Ikigami, une mort annoncée
Publié le 4 janvier 2010 par Arnaud Vojinovic
Un citoyen sur mille doit mourir dans le but de motiver les autres et pour la prospérité du pays. Nominée au prestigieux prix du 37ème festival d’Angoulême, la manga Ikigami est une critique sombre d’un Etat totalitaire, Etat qui présente quelques similitudes avec le Japon moderne.
Le jour de cette vaccination de masse se nomme « La vaccination pour la prospérité nationale » qui a été instauré par la « Loi pour la sauvegarde de la prospérité nationale ». L’objectif poursuivi est de faire « redécouvrir la valeur de la vie » à la population en y inoculant la peur de la mort même si pour cela l’Etat doit sacrifier un citoyen dans la masse. Pour compensation, la famille du défunt reçoit de la part de l’Etat une « pension de prospérité nationale ». La famille est éligible uniquement si le destinataire d’un ikagami n’a pas commis de crimes ou d’actes répréhensibles dans les dernières 24 heures qui lui reste à vivre. Dans le cas contraire, la famille sera astreinte à payer des réparations. Depuis l’entrée en vigueur de la loi, il a été noté une baisse sensible des suicides et actes de délinquance. Le PIB et la natalité, eux, ont augmenté.

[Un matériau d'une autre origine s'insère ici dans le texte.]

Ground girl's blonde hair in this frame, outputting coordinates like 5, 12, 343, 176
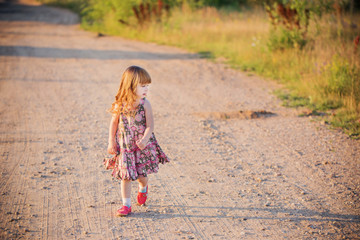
109, 66, 151, 115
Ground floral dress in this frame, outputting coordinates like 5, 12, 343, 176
103, 98, 169, 180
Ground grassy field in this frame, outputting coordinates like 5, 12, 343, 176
39, 1, 360, 138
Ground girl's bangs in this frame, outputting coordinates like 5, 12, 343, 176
138, 70, 151, 84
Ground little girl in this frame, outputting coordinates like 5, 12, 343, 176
104, 66, 169, 216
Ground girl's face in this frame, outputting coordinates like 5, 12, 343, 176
135, 84, 150, 98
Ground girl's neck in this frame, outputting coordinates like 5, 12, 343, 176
132, 97, 142, 108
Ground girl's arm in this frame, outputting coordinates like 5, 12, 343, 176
136, 99, 154, 150
107, 113, 120, 154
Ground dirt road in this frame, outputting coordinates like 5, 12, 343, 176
0, 1, 359, 239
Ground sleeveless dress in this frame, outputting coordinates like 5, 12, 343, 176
103, 98, 169, 181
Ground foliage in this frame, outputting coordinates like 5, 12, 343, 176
325, 55, 360, 101
267, 27, 307, 50
81, 0, 135, 25
264, 0, 335, 50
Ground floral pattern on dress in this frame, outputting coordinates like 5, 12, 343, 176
103, 98, 169, 180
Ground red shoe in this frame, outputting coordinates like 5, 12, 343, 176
116, 206, 131, 216
137, 186, 148, 206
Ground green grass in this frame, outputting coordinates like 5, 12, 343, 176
38, 0, 360, 138
38, 0, 84, 13
274, 89, 313, 108
329, 109, 360, 139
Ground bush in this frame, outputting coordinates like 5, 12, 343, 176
325, 55, 360, 106
267, 27, 307, 50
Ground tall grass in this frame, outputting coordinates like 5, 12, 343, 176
38, 0, 360, 138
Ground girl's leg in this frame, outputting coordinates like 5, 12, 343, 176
117, 180, 132, 216
137, 176, 148, 189
121, 180, 132, 206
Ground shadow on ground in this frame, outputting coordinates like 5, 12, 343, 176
0, 45, 198, 60
0, 0, 78, 25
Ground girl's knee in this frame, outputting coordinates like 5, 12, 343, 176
137, 176, 148, 184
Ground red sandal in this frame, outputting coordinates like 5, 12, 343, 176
137, 186, 148, 206
116, 206, 131, 216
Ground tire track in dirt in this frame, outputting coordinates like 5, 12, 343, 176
159, 175, 209, 240
218, 117, 359, 238
0, 111, 27, 196
0, 71, 35, 238
188, 115, 359, 238
246, 117, 358, 210
41, 186, 49, 239
158, 141, 239, 239
188, 119, 281, 239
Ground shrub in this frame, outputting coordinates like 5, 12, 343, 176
325, 55, 360, 107
267, 27, 307, 50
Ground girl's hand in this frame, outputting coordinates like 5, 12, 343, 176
136, 139, 147, 150
107, 141, 117, 155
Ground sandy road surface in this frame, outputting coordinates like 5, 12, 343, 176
0, 1, 359, 239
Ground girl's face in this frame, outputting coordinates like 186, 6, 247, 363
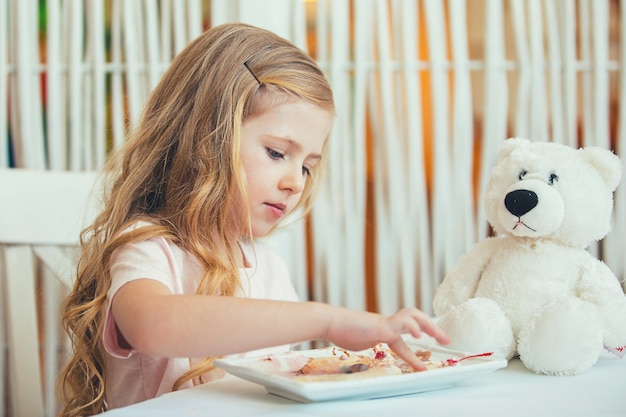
240, 98, 334, 238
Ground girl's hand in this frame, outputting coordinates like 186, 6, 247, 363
323, 307, 451, 371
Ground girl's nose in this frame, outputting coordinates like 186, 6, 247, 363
280, 165, 305, 193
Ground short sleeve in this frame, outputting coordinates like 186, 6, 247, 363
103, 237, 184, 357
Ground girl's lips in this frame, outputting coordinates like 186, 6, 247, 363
266, 202, 286, 218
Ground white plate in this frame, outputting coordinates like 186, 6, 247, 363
215, 339, 508, 403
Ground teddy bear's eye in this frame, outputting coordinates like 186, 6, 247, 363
518, 170, 528, 181
548, 172, 559, 185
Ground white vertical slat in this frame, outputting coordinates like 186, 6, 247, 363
397, 0, 432, 311
12, 0, 46, 169
544, 0, 565, 144
67, 0, 84, 170
110, 0, 126, 149
159, 0, 172, 63
579, 0, 600, 257
613, 0, 626, 289
123, 0, 145, 127
311, 0, 340, 307
239, 0, 294, 40
186, 0, 203, 41
371, 0, 402, 314
590, 0, 610, 148
291, 0, 307, 51
477, 0, 508, 236
527, 0, 549, 141
82, 19, 94, 172
389, 0, 419, 311
579, 0, 594, 146
333, 0, 365, 310
311, 0, 330, 305
601, 0, 624, 283
349, 0, 370, 310
315, 0, 328, 76
46, 0, 66, 170
423, 0, 454, 285
42, 266, 60, 417
326, 0, 355, 308
510, 0, 530, 137
0, 0, 8, 167
448, 0, 476, 261
172, 0, 188, 54
80, 2, 94, 171
5, 246, 45, 417
560, 0, 579, 148
87, 0, 107, 168
388, 1, 413, 311
210, 0, 239, 26
143, 0, 161, 91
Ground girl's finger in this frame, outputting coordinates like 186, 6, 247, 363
388, 338, 427, 372
411, 310, 451, 345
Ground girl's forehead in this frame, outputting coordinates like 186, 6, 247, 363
242, 98, 333, 154
248, 87, 296, 116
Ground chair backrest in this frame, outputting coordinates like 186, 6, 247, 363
0, 169, 100, 245
0, 168, 99, 417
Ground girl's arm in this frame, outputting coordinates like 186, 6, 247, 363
112, 279, 450, 370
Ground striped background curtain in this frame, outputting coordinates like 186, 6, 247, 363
1, 0, 625, 415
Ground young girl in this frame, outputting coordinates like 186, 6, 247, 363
58, 22, 449, 416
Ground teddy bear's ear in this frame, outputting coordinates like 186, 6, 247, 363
497, 137, 532, 162
580, 147, 622, 191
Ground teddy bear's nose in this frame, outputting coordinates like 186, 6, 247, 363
505, 189, 538, 217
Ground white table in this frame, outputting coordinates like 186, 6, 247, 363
101, 352, 625, 417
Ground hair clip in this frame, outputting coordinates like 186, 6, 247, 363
243, 61, 262, 86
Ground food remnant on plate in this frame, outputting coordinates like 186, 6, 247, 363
259, 345, 493, 382
299, 346, 438, 381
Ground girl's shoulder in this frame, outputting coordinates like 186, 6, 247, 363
113, 219, 188, 265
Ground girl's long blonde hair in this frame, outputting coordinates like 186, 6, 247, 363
57, 22, 334, 417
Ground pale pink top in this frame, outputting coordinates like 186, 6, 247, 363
102, 226, 299, 410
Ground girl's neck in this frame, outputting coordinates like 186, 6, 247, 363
237, 241, 251, 268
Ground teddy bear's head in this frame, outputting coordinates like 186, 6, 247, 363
484, 137, 622, 248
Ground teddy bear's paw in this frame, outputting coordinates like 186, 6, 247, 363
518, 298, 603, 376
438, 298, 516, 359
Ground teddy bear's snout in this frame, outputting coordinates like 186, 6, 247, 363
505, 189, 538, 217
497, 179, 565, 237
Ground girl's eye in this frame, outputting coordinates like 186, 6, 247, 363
266, 148, 284, 160
518, 170, 528, 181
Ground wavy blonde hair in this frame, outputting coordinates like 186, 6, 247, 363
57, 22, 334, 417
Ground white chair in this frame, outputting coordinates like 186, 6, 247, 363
0, 168, 99, 417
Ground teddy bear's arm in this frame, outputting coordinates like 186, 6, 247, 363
576, 255, 626, 345
432, 237, 501, 316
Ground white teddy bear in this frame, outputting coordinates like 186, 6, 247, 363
433, 137, 626, 375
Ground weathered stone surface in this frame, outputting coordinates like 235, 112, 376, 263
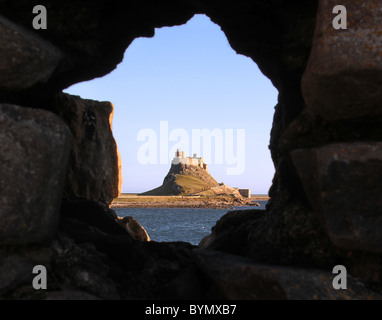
291, 142, 382, 253
45, 290, 101, 300
279, 110, 382, 153
117, 216, 151, 241
199, 205, 338, 269
56, 209, 207, 300
54, 93, 122, 206
0, 254, 34, 295
60, 200, 131, 237
302, 0, 382, 120
193, 249, 382, 300
0, 14, 62, 97
0, 104, 71, 245
49, 232, 120, 300
0, 231, 121, 300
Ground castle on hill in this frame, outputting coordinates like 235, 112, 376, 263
172, 149, 209, 172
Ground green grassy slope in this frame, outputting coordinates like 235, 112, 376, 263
141, 174, 212, 196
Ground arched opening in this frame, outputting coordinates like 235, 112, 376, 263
64, 14, 278, 244
2, 0, 381, 300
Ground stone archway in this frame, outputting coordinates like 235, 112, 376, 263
0, 0, 381, 299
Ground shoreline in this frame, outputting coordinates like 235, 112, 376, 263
110, 194, 270, 209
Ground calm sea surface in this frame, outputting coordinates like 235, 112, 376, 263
114, 201, 267, 245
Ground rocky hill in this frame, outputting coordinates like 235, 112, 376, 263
141, 163, 220, 196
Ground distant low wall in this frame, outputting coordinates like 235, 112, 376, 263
238, 189, 251, 198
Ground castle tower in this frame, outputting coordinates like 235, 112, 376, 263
171, 150, 208, 171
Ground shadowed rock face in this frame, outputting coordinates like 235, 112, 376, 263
0, 14, 62, 96
117, 216, 151, 242
292, 143, 382, 253
0, 104, 71, 245
53, 93, 122, 207
302, 0, 382, 121
0, 0, 382, 299
192, 249, 382, 300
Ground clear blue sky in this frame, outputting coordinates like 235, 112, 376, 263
64, 14, 278, 195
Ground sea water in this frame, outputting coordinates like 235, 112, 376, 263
114, 201, 267, 245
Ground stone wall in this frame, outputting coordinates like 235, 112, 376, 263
0, 0, 381, 299
238, 189, 251, 198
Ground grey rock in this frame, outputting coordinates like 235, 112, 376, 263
301, 0, 382, 120
50, 233, 120, 300
291, 142, 382, 253
45, 290, 101, 300
0, 254, 35, 295
192, 249, 382, 300
117, 216, 151, 241
54, 93, 122, 206
0, 14, 62, 96
0, 104, 71, 245
198, 205, 337, 269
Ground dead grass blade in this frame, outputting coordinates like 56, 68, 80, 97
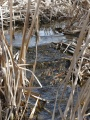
52, 91, 58, 120
58, 105, 65, 120
29, 98, 39, 119
25, 0, 41, 50
0, 100, 2, 120
81, 78, 90, 116
0, 6, 3, 31
78, 105, 83, 120
19, 0, 31, 63
19, 67, 42, 87
8, 0, 13, 53
63, 11, 90, 118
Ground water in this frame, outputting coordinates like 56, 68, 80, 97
5, 28, 66, 47
5, 21, 68, 47
5, 22, 74, 120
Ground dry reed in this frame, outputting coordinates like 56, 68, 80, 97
0, 0, 90, 120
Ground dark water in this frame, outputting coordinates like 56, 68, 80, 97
5, 22, 74, 120
25, 44, 73, 120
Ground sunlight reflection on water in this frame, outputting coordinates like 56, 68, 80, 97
5, 28, 67, 47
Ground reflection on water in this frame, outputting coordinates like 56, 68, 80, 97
5, 21, 68, 47
6, 30, 66, 47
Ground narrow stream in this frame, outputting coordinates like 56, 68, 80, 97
5, 22, 75, 120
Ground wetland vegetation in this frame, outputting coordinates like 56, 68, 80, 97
0, 0, 90, 120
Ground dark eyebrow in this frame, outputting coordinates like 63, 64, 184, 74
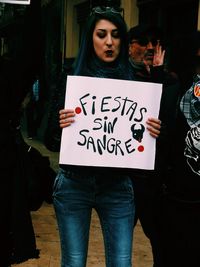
96, 29, 106, 31
96, 28, 118, 31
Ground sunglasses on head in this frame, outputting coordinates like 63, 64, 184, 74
130, 37, 159, 47
91, 6, 124, 17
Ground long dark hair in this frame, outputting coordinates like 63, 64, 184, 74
73, 5, 131, 79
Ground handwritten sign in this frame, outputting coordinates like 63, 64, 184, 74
59, 76, 162, 170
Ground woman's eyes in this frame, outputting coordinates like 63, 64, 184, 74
112, 31, 120, 38
97, 32, 106, 38
96, 30, 120, 38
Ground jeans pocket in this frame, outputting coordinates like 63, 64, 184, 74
53, 169, 65, 193
123, 176, 134, 196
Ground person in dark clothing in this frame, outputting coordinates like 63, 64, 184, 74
162, 31, 200, 267
128, 25, 165, 82
128, 25, 180, 267
0, 54, 39, 267
0, 1, 46, 265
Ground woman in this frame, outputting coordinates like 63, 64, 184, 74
50, 2, 161, 267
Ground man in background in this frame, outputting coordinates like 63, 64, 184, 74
128, 24, 180, 267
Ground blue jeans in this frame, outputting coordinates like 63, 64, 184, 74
53, 168, 135, 267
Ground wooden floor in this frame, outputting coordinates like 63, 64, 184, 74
12, 135, 153, 267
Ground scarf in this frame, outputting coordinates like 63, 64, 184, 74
180, 74, 200, 176
184, 126, 200, 176
80, 53, 133, 80
129, 57, 152, 82
180, 74, 200, 127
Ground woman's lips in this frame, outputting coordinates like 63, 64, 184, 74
105, 50, 113, 57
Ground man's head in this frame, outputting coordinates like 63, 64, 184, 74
128, 25, 162, 66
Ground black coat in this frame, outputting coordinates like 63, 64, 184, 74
0, 56, 39, 266
166, 108, 200, 201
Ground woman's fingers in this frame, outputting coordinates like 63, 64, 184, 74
60, 119, 75, 128
59, 109, 75, 128
146, 118, 161, 138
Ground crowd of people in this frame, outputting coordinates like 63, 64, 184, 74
1, 0, 200, 267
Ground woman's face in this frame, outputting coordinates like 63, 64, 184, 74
92, 19, 121, 62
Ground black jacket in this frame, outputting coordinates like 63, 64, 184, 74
129, 62, 180, 179
0, 56, 39, 265
166, 106, 200, 202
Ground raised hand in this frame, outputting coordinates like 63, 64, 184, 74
153, 43, 165, 67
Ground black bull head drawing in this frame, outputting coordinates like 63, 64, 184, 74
131, 124, 145, 142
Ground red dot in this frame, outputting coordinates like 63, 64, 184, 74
75, 107, 82, 114
138, 145, 144, 152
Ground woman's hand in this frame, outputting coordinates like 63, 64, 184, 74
146, 117, 161, 138
59, 109, 75, 128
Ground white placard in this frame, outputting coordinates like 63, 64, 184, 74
59, 76, 162, 170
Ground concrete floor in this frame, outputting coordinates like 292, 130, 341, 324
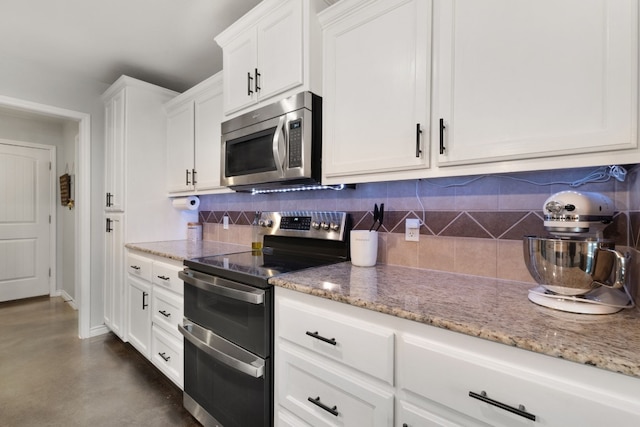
0, 296, 200, 427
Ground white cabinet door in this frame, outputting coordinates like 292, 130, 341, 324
104, 89, 126, 211
194, 86, 225, 192
104, 213, 124, 338
166, 101, 195, 193
256, 0, 303, 102
127, 276, 152, 358
322, 0, 431, 184
434, 0, 638, 166
222, 30, 258, 114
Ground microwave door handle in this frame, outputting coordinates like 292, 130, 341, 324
179, 322, 265, 378
272, 115, 286, 174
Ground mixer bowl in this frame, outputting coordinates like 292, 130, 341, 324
523, 236, 625, 296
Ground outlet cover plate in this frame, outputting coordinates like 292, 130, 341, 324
405, 218, 420, 241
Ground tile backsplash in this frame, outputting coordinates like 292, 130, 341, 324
198, 165, 640, 296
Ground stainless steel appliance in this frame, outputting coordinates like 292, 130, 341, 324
179, 211, 350, 427
523, 190, 633, 314
220, 92, 322, 193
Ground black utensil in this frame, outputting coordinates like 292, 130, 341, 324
375, 203, 384, 231
369, 204, 379, 231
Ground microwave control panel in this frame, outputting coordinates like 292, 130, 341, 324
288, 119, 303, 168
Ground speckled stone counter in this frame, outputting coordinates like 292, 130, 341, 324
269, 262, 640, 379
125, 240, 249, 261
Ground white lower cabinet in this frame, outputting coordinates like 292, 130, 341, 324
278, 343, 394, 426
125, 249, 184, 389
275, 288, 395, 426
127, 276, 151, 358
275, 287, 640, 427
151, 324, 183, 388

Nous suivons le parcours d’un jeune fonctionnaire de 25 ans, Kengo Fujimoto, nouvellement formé qui vient d’être affecté au service d’état civil de sa mairie. Il a en charge de remettre dans son secteur les fameux ikigami. Chaque tome de la série se décline en deux descriptions de destins plutôt poignants de destinataires de préavis. En parallèle, au fil du temps, le héros s’interroge sur l’utilité de cette loi, la valeur de la vie et la notion de devoir. La première chose que ce jeune fonctionnaire apprendra est qu’il ne faut pas remettre en question ce système, sinon on court le risque d’être exécuté pour tentative de sédition. Même sort funeste pour ceux qui éprouveraient de la compassion pour ces jeunes voués à mourir prématurément.
« Ikagami, préavis de mort » est une œuvre hors norme chargée émotionnellement et philosophiquement, mais surtout qui sait être critique vis-à-vis d’une bureaucratie administrative (un vice souvent dénoncé au Japon) qui met en œuvre un projet totalitaire et fascisant dans un total aveuglement … pour le bien tous et la prospérité de la société.
La série qui compte actuellement 7 tomes (4 sont disponibles en français, le 5e à venir le 28 janvier prochain) vendue à plus d’un million d’exemplaires a été adaptée en film en avril 2008 par Tomoyuki Takimoto; le film sera projeté en avant première lors du festival d’Angoulême en janvier.